Kuhli Loach, Pangio kuhlii
Last but certainly not least is this classic community tank loach. It's certainly distinctive, with its slender, eel-like body up to around 10 cm in length and it's orangey-pink body marked with brown saddle-like markings. In all fairness, there are probably a good half dozen species more or less similar to this one, and precisely which species is offered for sale at any one time is up for debate. Fortunately, all seem to be pretty similar in terms of care, ensuring their enduring popularity.

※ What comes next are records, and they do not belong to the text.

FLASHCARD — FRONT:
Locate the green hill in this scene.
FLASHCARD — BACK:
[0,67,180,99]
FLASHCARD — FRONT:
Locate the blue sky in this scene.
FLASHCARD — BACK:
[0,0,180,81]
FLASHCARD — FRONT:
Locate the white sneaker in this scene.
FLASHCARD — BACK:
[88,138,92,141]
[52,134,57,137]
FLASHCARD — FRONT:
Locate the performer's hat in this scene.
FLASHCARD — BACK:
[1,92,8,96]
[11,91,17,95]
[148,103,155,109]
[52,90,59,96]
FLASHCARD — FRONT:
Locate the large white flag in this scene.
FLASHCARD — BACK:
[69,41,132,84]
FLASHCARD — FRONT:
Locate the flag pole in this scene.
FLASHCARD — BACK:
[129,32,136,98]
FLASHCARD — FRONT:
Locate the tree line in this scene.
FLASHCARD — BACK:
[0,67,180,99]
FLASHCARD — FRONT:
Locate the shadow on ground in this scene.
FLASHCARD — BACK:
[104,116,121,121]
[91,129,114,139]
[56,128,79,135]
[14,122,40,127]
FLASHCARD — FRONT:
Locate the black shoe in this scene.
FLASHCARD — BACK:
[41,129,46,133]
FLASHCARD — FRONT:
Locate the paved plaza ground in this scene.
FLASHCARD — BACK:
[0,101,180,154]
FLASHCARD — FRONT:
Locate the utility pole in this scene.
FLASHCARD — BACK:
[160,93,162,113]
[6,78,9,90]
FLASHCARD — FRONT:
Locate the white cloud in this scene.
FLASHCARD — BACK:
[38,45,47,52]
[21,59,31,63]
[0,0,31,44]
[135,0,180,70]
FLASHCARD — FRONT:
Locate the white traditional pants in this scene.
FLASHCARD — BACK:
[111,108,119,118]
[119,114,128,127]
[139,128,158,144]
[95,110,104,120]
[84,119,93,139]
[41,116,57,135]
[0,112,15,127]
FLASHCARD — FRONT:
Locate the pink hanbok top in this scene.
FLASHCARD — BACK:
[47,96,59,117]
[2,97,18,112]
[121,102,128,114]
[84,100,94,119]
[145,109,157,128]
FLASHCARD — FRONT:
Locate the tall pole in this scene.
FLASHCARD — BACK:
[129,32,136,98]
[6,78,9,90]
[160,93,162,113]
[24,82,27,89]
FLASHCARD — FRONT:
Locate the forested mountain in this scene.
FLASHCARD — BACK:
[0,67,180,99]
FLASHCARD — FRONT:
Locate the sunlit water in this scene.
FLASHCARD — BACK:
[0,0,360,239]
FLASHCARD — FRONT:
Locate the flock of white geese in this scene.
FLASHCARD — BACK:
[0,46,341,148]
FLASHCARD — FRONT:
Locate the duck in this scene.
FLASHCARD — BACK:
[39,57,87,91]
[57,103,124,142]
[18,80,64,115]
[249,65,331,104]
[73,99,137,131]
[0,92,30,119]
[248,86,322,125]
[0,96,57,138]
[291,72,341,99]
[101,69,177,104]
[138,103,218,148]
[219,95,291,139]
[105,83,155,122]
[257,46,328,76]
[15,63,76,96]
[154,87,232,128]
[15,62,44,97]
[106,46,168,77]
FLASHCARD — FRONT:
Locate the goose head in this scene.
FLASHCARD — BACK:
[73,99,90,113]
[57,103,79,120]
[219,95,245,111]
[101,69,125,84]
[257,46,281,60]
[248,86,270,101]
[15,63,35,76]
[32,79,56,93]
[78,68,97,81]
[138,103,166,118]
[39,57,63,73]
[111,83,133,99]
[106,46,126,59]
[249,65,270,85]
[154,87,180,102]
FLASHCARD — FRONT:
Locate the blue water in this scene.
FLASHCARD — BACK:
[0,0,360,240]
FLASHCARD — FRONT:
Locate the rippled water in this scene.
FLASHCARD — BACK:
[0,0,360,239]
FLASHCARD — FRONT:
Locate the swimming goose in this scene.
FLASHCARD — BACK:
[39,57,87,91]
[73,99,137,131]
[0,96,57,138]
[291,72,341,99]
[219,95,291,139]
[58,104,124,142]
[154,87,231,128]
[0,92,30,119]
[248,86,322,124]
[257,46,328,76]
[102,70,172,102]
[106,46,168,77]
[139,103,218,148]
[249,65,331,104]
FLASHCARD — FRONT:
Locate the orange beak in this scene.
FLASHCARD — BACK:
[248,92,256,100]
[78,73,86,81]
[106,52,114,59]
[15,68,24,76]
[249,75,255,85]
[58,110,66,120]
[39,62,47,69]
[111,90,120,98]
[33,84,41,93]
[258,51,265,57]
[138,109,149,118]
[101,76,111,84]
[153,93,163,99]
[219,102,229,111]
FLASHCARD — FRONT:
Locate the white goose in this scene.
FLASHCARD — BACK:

In any case, the species we call Kuhli Loaches are not hard to keep. The main challenge is keeping them in the tank, as they do tend to jump out of open-topped systems. Otherwise they'll adapt well to a broad water chemistry range (1-15 degrees dH, pH 6-7.5) and happily take all the usual sinking foods including flakes and pellets. They are nocturnal by nature, and can be very shy if kept singly, but in groups of 5-6 specimens they'll feel much more secure and will often be seen poking their heads out of some suitable cave or burrow. Kuhli Loaches are completely peaceful, and should only be kept with other small, gentle species.